Un hommage à l'homme de grammaire

"Pourtant l'usage tend à l'emporter sur la grammaire", lui fait remarquer Mademoiselle Jade. "Vous avez raison. Et pour être honnête, je vous avouerais que parfois je ne parviens pas bien à distinguer la fonction de la personne", concède alors Jean d'Ormesson.

Et de donner un exemple : "Si vous dites 'Le cafetier a renversé la cafetière sur le lit' ou 'Le cuisinier a astiqué la cuisinière', vous voyez bien que les personnes et les fonctions ne peuvent pas se confondre. car si vous dites 'La cuisinière a astiqué le cuisinier', il est évident qu'alors la personne n'a pas la même fonction que dans la situation précédente", fait remarquer l'académicien, toujours imité par Laurent Gerra.

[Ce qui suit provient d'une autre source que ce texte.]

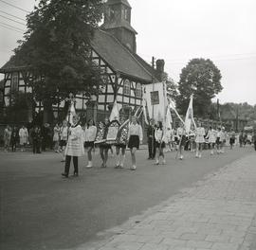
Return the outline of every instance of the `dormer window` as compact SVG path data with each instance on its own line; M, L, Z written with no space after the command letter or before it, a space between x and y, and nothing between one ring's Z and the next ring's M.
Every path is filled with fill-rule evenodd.
M123 95L131 96L131 83L127 79L123 82Z
M129 11L127 8L124 9L124 19L129 21Z

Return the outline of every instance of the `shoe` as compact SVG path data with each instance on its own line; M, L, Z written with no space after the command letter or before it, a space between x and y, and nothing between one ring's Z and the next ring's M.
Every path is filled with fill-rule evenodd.
M135 165L131 167L131 170L136 170L136 166Z
M88 162L88 165L85 167L86 169L91 169L93 166L92 166L92 162L91 161L89 161Z
M62 175L63 175L63 177L64 177L64 178L68 178L68 175L67 175L66 173L64 173L64 172L63 172Z

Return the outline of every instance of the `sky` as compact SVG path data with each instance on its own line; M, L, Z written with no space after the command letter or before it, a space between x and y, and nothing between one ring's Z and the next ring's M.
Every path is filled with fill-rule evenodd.
M26 26L5 17L24 24L25 21L3 11L25 19L24 10L32 10L37 2L0 0L1 66L9 59L16 41L22 39L22 30L26 29ZM255 0L129 0L129 3L132 26L138 33L137 54L145 61L150 62L153 56L164 59L165 71L177 82L181 69L190 60L210 59L222 74L224 89L216 97L220 103L256 104Z

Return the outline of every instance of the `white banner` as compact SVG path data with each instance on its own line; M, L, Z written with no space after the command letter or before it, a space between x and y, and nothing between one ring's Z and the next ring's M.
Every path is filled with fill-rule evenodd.
M166 83L146 84L143 98L147 102L150 118L154 118L155 121L164 121L167 107Z

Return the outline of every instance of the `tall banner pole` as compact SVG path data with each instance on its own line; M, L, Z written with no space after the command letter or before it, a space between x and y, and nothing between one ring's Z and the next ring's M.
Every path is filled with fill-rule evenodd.
M154 72L154 69L155 69L155 58L152 57L152 68L153 68L153 71L152 71L152 83L153 83L153 92L155 91L155 81L154 81L154 76L153 76L153 72ZM154 120L154 104L152 105L152 118ZM154 120L154 123L155 123L155 120ZM151 126L151 125L150 125ZM154 124L155 126L155 124ZM154 152L154 141L155 141L155 131L154 131L154 127L152 128L152 151ZM154 155L155 156L155 155ZM153 157L154 158L154 157Z

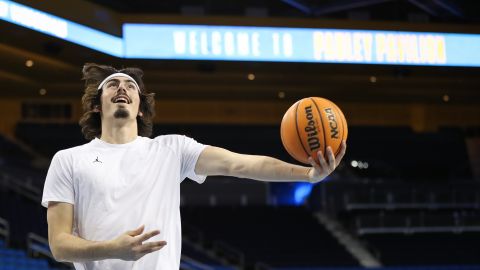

Conclusion ? "Comme me le susurra un jour Madame de Staël, que j'ai très bien connue, 'en grammaire comme en amour, faisons fi des vieilles lois'. Il faut vivre avec son temps. Finalement qu'on dise  'madame le ministre' ou 'madame la ministre', cela ne me gêne pas. Je dirais même, comme le disait mon ancêtre, je m'en tamponne le coquillard", conclut-il.